Giunti alla quinta udienza le testimonianze si accumulano ed emergono le prime contraddizioni. Lunedì è stata un’altra lunga giornata al tribunale di Rimini con il dibattimento attorno l’uccisione di Pierina Paganelli che procede con le deposizioni dei vicini di casa e dei conoscenti della 78enne uccisa a coltellate il 3 ottobre 2023 nel seminterrato di via del Ciclamino.
Un’amica e vicina ha detto come Pierina avesse espresso la paura nello scendere nel garage nei periodi antecedenti l’uccisione. La donna ha anche aggiunto un dettaglio inedito affermando di avere visto l’imputato, Louis Dassilva, mettere una mano sul collo della vittima per vedere se fosse ancora viva.

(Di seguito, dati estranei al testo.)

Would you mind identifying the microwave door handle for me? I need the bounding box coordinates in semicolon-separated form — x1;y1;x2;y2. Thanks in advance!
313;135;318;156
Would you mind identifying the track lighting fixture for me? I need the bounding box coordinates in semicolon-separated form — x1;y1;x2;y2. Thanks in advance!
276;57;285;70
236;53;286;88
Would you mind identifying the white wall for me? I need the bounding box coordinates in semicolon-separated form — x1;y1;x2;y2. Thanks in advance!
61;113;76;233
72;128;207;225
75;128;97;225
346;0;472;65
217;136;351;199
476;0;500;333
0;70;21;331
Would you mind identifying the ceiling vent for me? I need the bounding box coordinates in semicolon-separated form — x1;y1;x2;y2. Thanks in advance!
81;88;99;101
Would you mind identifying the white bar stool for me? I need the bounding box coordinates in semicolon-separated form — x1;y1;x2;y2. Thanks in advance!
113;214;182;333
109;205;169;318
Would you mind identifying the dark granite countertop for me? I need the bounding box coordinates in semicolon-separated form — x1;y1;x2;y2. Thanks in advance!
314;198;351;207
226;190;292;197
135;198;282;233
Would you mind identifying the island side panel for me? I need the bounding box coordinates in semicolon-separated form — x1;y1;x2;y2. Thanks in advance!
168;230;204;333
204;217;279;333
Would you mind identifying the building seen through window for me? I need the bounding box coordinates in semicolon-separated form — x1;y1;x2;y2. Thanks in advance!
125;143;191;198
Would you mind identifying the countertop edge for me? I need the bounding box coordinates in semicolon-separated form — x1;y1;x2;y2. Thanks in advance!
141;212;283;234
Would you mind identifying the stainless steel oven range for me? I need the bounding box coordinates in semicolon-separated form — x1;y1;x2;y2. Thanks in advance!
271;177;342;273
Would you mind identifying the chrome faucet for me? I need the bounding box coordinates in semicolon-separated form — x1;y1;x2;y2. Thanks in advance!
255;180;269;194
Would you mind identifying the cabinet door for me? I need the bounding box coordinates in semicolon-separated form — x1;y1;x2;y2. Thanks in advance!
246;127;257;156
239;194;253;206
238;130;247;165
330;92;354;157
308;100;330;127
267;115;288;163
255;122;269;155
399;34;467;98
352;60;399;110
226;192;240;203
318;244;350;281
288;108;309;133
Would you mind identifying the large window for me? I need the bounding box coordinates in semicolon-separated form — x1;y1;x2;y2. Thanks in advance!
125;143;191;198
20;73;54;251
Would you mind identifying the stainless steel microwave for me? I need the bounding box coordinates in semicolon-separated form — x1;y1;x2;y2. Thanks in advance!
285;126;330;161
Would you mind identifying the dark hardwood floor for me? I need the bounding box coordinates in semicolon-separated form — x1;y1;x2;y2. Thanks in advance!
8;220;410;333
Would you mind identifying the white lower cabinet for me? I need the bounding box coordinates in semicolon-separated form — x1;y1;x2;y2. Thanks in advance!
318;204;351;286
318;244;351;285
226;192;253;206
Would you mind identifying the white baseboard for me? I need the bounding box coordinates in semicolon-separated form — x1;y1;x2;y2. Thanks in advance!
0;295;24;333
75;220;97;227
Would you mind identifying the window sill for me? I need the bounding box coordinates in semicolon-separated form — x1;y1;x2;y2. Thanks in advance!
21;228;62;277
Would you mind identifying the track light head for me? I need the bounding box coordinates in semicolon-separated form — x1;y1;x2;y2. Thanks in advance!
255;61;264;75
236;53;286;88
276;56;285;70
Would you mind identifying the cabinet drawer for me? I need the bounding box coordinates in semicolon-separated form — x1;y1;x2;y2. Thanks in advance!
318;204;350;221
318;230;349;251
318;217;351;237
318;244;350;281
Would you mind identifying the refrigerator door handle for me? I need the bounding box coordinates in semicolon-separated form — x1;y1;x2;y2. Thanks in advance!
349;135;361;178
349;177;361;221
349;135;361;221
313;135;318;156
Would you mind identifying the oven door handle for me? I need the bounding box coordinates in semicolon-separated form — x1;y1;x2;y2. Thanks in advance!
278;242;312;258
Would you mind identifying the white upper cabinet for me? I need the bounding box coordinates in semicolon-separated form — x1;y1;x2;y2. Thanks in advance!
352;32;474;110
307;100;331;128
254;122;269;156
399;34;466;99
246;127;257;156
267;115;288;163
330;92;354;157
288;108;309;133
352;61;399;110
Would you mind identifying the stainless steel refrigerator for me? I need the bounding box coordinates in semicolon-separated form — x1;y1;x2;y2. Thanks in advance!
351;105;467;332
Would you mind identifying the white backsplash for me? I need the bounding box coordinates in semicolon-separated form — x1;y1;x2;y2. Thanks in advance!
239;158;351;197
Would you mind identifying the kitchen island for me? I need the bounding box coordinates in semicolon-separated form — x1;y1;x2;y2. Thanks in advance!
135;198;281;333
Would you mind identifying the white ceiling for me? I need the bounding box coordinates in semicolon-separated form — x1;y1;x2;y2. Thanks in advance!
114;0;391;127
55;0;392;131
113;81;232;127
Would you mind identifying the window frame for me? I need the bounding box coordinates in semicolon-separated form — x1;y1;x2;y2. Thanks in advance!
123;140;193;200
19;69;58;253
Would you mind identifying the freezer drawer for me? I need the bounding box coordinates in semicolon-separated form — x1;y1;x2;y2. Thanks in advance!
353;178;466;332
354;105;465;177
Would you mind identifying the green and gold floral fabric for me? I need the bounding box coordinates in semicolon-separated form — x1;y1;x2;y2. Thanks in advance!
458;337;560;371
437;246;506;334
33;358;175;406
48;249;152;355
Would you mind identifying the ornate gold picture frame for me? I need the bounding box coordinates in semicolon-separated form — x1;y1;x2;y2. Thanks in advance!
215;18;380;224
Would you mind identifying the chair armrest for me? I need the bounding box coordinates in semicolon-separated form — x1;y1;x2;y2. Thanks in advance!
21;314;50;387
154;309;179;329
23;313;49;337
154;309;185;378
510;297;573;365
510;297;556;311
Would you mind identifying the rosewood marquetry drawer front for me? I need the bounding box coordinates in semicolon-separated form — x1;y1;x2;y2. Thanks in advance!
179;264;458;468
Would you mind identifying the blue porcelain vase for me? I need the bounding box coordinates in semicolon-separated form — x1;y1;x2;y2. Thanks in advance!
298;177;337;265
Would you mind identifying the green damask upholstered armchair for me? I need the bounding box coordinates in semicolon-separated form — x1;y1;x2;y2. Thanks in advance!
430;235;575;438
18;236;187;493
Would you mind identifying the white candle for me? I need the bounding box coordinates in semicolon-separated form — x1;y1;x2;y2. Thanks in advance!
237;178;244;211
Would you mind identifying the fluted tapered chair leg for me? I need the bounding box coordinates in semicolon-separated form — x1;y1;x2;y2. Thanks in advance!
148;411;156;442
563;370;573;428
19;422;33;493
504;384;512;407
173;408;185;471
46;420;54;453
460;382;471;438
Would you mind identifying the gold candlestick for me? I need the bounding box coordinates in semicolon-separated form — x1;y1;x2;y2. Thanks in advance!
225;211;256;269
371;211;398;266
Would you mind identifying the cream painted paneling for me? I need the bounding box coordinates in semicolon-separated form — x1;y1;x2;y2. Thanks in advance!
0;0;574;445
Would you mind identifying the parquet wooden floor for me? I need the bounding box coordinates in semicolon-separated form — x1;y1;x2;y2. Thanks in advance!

Ha inoltre raccontato di essere stata avvisata da lui stesso del corpo a terra. Un racconto che però non coincide con quanto dichiarato alla Squadra mobile nel 2023. Per questo la procura ha contestato diversi punti. Ciò che la donna ha confermato è la presenza nel luogo del ritrovamento del corpo di Dassilva, Manuela Bianchi e un vicino di casa moldavo.
Quest’ultimo ha riferito di avere sentito un urlo la sera prima, mentre la mattina del ritrovamento è stato avvisato da Manuela sulla presenza di un corpo nel vano scale. Quando sono scesi insieme, la nuora avrebbe esclamato: “Oddio è mia suocera! Perché capitano tutte a me?”. Presente era anche Dassilva, ma il vicino non ha visto nessuno toccare il cadavere, anche se pure il suo racconto è stato contestato in alcuni punti dalla procura.